Perhaps the director is not consciously promoting euthanasia, but it has to be wondered if the costume designer and the writer are. While Ethan and many of his peers are seen dressed in sophisticated modern styles, (when Ethan is not wearing pure white pajamas and caftans in combination with a stubbly beard, and assuming body postures that make him look like a suffering Jesus), the two “caretakers”, (general house servants), seen at the end of the movie when Ethan gives his valedictory address to friends, family members, and domestic employees, directly before euthanizing himself, are dressed in what could only be peasants’ or charwomens’ dresses and kerchiefs, accessorized with little silver crosses on necklaces. He praised them for lighting a candle for his recovery in church on multiple occasions, but the scene makes this traditional Catholic gesture seem superstitious and useless, its practitioners of a lesser socioeconomic status and (in the rest of India) perhaps of a lower caste.
At one point while the hearings on his case are in progress and he is one the way to one of the case hearings, as Ethan is being loaded into the car, a priest, presumably his parish priest, helps the others transfer him from wheelchair to car seat, and having evidently heard about his petition for assisted suicide, tries to tell him that God gave life as a gift, and it is not to play with.

Ethan Mascaranas and an unnamed, uninvited priest in his manor house's garden.

The priest shows up and tries to talk Ethan out of it.

Ethan Mascarenhas had the perfect rejoinder “but it’s ok for Him to play with us?” He then tells the priest that because he helped him into the car which would be taking him to the hearing on his case, the priest has thus been made an unwitting accomplice to his suicide plan. The priest leaves in disgust and is not seen or heard from again in the movie.
The priest leaves in disgust after his attempt to talk Ethan out of suicide fails.

The priest leaves in disgust after his attempt to talk Ethan out of suicide fails.

The priest wears a white cassock with the traditional Roman collar in the picture, which is realistic for the time and place. Priests and nuns wear white instead of black in certain “tropical” climates. It is unknown when this started, but it has been in force for a number of years and continues to our day.

While the point is made during the testimony portrayed in the hearing that modern medicine and situations have led to a number of cases where a number of people have petitioned India’s court system to be permitted to engage in assisted suicide legally because of their special situations, the National Catholic Register elucidates a good reason why active euthanasia is currently illegal in India and why keeping the status quo, at least for the time being, is probably a good idea:

Carvalho cited a report in India’s Law Herald in 2009 that concluded the country’s institutions were too corrupt to handle issues such as assisted suicide justly. “The judiciary is justified in its lack of confidence in cherished institutions like the family.
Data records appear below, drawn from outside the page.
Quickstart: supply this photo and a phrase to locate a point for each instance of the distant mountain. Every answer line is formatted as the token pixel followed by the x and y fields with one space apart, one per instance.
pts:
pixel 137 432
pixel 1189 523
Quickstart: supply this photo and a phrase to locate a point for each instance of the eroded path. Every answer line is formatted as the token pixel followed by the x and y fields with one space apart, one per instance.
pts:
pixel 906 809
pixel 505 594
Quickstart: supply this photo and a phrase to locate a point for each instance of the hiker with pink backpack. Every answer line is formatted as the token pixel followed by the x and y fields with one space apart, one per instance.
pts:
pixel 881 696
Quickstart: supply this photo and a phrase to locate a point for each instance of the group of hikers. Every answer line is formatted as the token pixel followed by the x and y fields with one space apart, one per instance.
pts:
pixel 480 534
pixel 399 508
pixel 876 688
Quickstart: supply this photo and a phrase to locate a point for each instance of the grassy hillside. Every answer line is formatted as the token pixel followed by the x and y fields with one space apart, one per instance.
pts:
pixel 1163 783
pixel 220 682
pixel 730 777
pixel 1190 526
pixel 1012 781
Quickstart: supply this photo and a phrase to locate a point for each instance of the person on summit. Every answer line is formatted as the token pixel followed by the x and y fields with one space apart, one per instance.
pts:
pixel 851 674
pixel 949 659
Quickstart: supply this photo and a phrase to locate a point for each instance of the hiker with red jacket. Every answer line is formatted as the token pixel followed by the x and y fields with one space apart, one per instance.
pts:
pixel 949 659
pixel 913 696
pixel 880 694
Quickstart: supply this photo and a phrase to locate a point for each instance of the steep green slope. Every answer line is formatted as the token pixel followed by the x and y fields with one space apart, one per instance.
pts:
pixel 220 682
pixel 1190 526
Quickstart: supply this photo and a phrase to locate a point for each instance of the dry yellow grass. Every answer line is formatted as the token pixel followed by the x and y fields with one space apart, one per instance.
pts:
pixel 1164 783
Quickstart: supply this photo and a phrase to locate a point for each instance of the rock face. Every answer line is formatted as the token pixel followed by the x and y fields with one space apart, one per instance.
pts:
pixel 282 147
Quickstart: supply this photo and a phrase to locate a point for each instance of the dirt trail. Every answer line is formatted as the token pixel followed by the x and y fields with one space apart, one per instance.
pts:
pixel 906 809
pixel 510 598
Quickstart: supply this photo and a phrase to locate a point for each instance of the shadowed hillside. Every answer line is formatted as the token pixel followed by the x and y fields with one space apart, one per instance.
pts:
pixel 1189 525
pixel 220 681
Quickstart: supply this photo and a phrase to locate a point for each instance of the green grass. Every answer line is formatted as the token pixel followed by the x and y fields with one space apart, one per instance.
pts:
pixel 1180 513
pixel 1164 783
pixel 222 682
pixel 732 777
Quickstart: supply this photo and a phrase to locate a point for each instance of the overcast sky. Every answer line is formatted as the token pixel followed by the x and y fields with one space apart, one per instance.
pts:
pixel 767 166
There is always the danger greedy relatives might mislead a widow to grab her property. … There will always be the danger that euthanasia will not be the affirmation of individual choice that it is supposed to represent.”
Indeed, in a 1994 survey of 200 Indian doctors by the Right to Die With Dignity Society, while 78% believed patients should be free to choose removal of all life support systems, 70% expressed concern about abuses.
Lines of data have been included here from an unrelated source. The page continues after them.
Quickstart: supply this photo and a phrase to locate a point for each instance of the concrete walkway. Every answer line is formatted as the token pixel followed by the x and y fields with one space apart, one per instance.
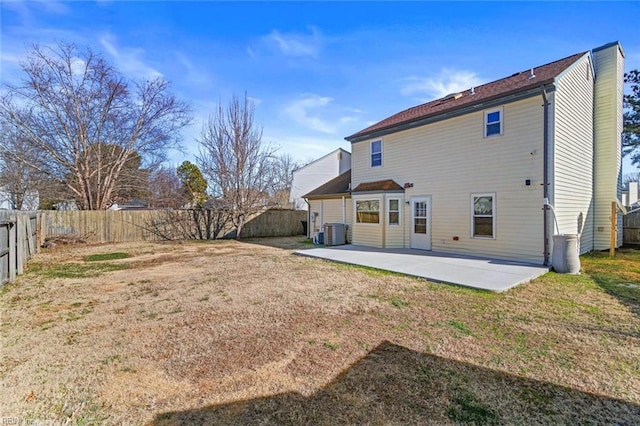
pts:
pixel 476 272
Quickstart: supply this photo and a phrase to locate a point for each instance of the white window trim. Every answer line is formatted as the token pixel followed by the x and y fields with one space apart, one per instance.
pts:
pixel 484 122
pixel 380 211
pixel 371 153
pixel 389 211
pixel 494 215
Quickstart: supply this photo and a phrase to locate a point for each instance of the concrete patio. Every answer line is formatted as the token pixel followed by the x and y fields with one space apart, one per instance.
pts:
pixel 477 272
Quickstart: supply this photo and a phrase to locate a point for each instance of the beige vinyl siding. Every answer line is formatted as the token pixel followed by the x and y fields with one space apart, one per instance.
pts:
pixel 609 68
pixel 573 152
pixel 331 211
pixel 450 160
pixel 368 234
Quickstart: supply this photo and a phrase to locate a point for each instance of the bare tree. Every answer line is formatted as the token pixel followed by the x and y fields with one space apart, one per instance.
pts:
pixel 165 189
pixel 19 184
pixel 87 121
pixel 237 165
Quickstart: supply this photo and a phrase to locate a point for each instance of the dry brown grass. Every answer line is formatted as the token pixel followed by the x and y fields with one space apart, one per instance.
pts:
pixel 240 333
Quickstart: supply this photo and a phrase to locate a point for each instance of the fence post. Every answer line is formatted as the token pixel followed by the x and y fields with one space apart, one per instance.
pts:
pixel 614 228
pixel 13 252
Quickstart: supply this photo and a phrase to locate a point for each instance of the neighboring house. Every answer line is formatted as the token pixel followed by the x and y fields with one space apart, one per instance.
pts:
pixel 491 170
pixel 31 200
pixel 134 204
pixel 316 173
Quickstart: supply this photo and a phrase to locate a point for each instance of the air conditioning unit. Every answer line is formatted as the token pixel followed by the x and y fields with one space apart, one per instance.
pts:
pixel 334 234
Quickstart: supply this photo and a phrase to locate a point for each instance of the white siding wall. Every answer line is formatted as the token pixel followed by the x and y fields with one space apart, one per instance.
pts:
pixel 331 211
pixel 450 160
pixel 316 174
pixel 609 67
pixel 572 149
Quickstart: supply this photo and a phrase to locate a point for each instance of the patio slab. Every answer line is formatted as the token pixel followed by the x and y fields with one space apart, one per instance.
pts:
pixel 469 271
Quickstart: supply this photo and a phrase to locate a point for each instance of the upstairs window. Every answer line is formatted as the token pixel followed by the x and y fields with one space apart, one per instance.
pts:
pixel 493 123
pixel 376 153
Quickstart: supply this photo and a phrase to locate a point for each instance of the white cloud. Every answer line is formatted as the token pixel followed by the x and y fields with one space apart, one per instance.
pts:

While the Catholic church is firmly against active euthanasia and all forms of overt suicide, I feel it is worth noting that I once heard a priest from India say that the church does not require that people engage in extraordinary measures to prolong or artificially support life, but that what constituted “extraordinary measures” could vary widely with historical period, country of origin, economic class, etc. In America, that might mean modern life-support machines, while in India “it could be a blood transfusion”.